Photo tirée du compte X de l’ambassade américaine à Beyrouth
Le lendemain, M. Hochstein s’est rendu dans la Békaa pour visiter l’acropole et le musée de Baalbeck – un interlude touristique qui porte un message clair au Hezbollah: nous reconnaissons votre présence, mais nous pouvons toutefois nous rendre là où nous le souhaitons.
Photo tirée du compte X de l’ambassade américaine à Beyrouth
Début septembre: Mohammad Raad rencontre Joseph Aoun
Quelques jours plus tard, le chef du bloc parlementaire du Hezbollah Mohamad Raad se réunit de façon informelle avec le général Joseph Aoun. Une preuve supplémentaire qui signifie que la formation chiite considère le commandant en chef de l’armée comme un acteur incontournable de la vie politique libanaise. Plus encore, celle-ci aurait fait comprendre au chef du Courant patriotique libre, Gebran Bassil, que si aucun progrès n’est réalisé pour faire avancer la candidature du chef des Marada, Sleiman Frangié, le Hezbollah sera enclin à soutenir la candidature du général Joseph Aoun.

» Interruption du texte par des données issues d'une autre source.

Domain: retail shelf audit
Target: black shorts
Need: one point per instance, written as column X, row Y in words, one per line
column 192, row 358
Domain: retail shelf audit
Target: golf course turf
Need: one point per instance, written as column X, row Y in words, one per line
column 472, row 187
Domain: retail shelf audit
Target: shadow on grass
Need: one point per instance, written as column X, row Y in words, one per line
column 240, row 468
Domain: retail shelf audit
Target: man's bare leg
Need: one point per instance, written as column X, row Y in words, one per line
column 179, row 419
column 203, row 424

Jean-Yves Le Drian entame sa troisième visite à Beyrouth
Du 12 au 15 septembre, le représentant du président français, Jean-Yves Le Drian, entame sa troisième tournée au Liban et est reçu par le général Aoun. Le diplomate français a clairement souligné lors de ses différentes rencontres «la nécessité de réaliser les réformes requises pour le rétablissement du Liban et le règlement des crises socio-économiques», estimant que «la vacance au niveau des institutions paralyse l’État». Il a fait valoir que «l’élection d’un président de la République ne constitue pas une solution en soi, mais une condition indispensable à cette solution». Il aurait également dit aux personnes qu’il a rencontrées qu’il faudrait un «semi-accord qui consiste à lâcher les deux candidats, Sleiman Frangié (soutenu par le tandem Amal-Hezbollah) et Jihad Azour (appuyé par l’opposition, le CPL et des indépendants) au profit d’un troisième candidat». Tout est dans le non-dit, puisque dans ses entretiens avec les différents responsables politiques libanais, M. Le Drian a laissé entendre que la France serait en faveur de l’élection du général Aoun à la présidence de la République, sans pour autant le nommer explicitement.

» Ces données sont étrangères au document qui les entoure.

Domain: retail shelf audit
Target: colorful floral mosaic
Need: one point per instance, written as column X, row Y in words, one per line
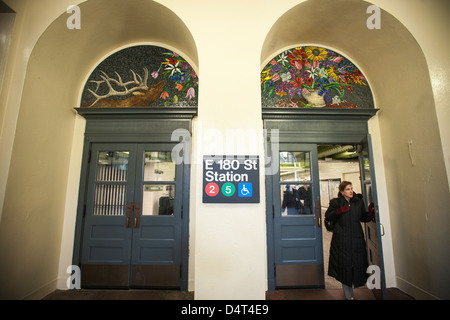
column 142, row 76
column 314, row 77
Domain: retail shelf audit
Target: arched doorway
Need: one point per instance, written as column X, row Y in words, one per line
column 312, row 97
column 133, row 214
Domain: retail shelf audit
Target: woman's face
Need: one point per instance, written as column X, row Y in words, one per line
column 348, row 191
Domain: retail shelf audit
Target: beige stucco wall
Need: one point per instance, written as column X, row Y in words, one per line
column 228, row 43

Par ailleurs, il convient de noter que messieurs Hochstein et Le Drian se sont respectivement rendus à Aïn el-Tiné, chez le président de la Chambre, Nabih Berry, qui reste l’ultime maître de cérémonies et l’instigateur d’un appel à un dialogue de sept jours, au terme desquels des séances parlementaires successives seront tenues jusqu’à l’élection d’un président de la République.

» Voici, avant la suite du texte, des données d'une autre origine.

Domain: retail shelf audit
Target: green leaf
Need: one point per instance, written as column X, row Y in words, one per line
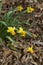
column 1, row 41
column 29, row 34
column 2, row 22
column 0, row 6
column 13, row 48
column 10, row 39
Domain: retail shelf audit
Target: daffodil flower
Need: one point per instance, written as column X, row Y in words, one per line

Réunion du groupe des Cinq
Le dossier de la présidentielle semble toutefois avancer, en dépit des diverses manœuvres du camp du 8 Mars. Au niveau international, le groupe des Cinq (Arabie saoudite, Qatar, Égypte, États-Unis et France), qui œuvre pour débloquer le dossier de la présidentielle libanaise, s’est réuni en marge de l’Assemblée générale de l’ONU, qui s’est tenue les 18 et 19 septembre à New York, et de l’arrivée du ministre des Affaires étrangères du Qatar à Beyrouth le 5 octobre.
En attendant, la classe politique joue la montre, en espérant le «mot secret» que certains imaginent se matérialiser en espèces sonnantes et trébuchantes. Pendant ce temps, les Libanais attendent, font face à de multiples crises et comptent les jours perdus.